L’Equipe camerounaise qui, depuis les quarts de finale semblait bénie et esquivait tous les obstacles comme un funambule est mal barrée cette fois-ci. Les carottes semblent cuites. Certains supporters profitent de la mi-temps pour aller dormir. Et c’est là que le coup de grâce tombe : Coupure d’électricité à Douala. A l’époque, c’est encore AES Sonel, mais Eneo-Sonel, bonnet blanc, blanc-bonnet. On est nés pour subir et on subit depuis la nuit des temps. C’est la panique totale. On ne sait pas comment faire pour suivre la deuxième mi-temps.
A la lumière de la bougie, on fouille un vieux transistor qu’on avait à la maison. Pas de bol, les piles sont usées. Direction la boutique la plus proche du quartier pour acheter des piles. A cette heure de la nuit, la quasi-totalité des boutiques sont fermées, à notre grand désarroi. On finit par trouver les piles. L’opération a duré une éternité. Retour à la maison. Et pendant qu’on tripote encore la radio, la lumière revient.
Pile au moment où on rallume la télé, Samuel Eto’o marque. On va au balcon jubiler. On pense que c’est la réduction du score. Lorsqu’on revient devant la télé, le score est affiché : 2-2. On est au bord de l’extase et on jubile à nouveau. Pendant la coupure, Patrick Mboma avait poussé Amaya à la faute, qui avait marqué contre son camp.
Sur le terrain, le match a basculé. L’Espagne n’a plus la même sérénité. Pour ne rien arranger, José Maria, pour avoir plongé grossièrement dans la surface de réparation du Cameroun prend un deuxième carton jaune, synonyme d’expulsion. Daniel Ngom Komé, l’homme des petits espaces martyrise les espagnols.

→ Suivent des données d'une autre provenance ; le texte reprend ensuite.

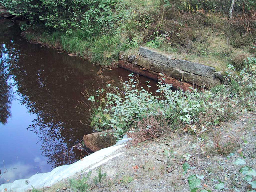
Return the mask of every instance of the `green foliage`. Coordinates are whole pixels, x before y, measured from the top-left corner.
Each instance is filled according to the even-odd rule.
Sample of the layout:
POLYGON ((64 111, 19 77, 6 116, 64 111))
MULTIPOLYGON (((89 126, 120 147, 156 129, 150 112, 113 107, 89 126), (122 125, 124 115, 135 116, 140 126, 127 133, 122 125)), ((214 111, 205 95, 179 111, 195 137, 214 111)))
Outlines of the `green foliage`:
POLYGON ((129 175, 125 175, 123 177, 122 180, 122 183, 124 185, 126 185, 129 183, 131 183, 133 180, 133 178, 129 175))
MULTIPOLYGON (((188 11, 194 11, 203 9, 205 10, 216 11, 220 11, 227 12, 231 3, 229 0, 185 0, 180 6, 188 11)), ((237 0, 235 1, 234 10, 235 11, 241 11, 243 9, 249 11, 256 6, 256 3, 253 0, 237 0)))
POLYGON ((190 167, 190 165, 189 165, 189 164, 188 163, 186 162, 184 163, 183 164, 182 167, 182 168, 183 168, 183 170, 184 170, 184 172, 183 172, 183 174, 184 174, 187 173, 187 171, 190 167))
POLYGON ((196 175, 192 175, 188 178, 188 184, 190 191, 196 191, 200 188, 201 184, 201 180, 196 175))
POLYGON ((23 28, 38 25, 65 31, 82 30, 86 36, 107 32, 113 26, 116 0, 1 0, 11 14, 25 17, 23 28))
POLYGON ((102 181, 102 179, 106 180, 107 178, 107 173, 102 173, 101 172, 101 166, 100 166, 97 170, 97 173, 98 175, 95 176, 93 178, 93 181, 95 185, 100 184, 102 181))
POLYGON ((75 191, 77 192, 86 192, 89 188, 88 183, 88 180, 92 172, 89 172, 86 176, 83 176, 82 178, 77 180, 72 179, 70 180, 71 188, 75 191))
POLYGON ((193 133, 197 133, 200 127, 204 131, 205 125, 217 124, 235 115, 238 112, 236 108, 254 107, 255 61, 254 58, 249 59, 239 76, 234 73, 234 68, 230 66, 227 72, 227 85, 204 92, 196 89, 174 91, 171 85, 160 82, 156 91, 159 94, 154 95, 138 87, 138 80, 131 74, 128 81, 122 83, 121 89, 108 84, 107 89, 98 90, 95 96, 89 97, 96 109, 91 114, 91 125, 98 130, 113 129, 118 137, 145 117, 162 116, 171 125, 188 124, 193 133), (97 101, 100 101, 99 107, 96 106, 97 101), (197 126, 200 125, 202 126, 197 126))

Dieu seul sait comment les espagnols ont fini les prolongations sans encaisser le troisième but. Aux tirs aux buts, vous connaissez la suite. Mboma, Lauren, Geremi, Eto’o et Womé assurent sans trembler. Amaya, déjà impliqué sur le premier but du Cameroun rate son tir et envoie le Cameroun au sommet de l’Olympe.
Après le tir au but victorieux de Pierre Womé Nlend, je n’ai aucune idée de l’heure qu’il est à Douala. Toujours est-il que tout le monde se retrouve dans la rue pour festoyer. Ça claxonne de partout. Ça hurle. Certains chauffeurs trainent dans leur sillage des fûts, des poubelles. Les enfants tapent dans les couvercles des marmites et des assiettes. En fin de matinée, on se retrouve encore entre potes pour faire le débrief. Pendant 48 heures, on n’a pas dormi. Quelle nuit mémorable !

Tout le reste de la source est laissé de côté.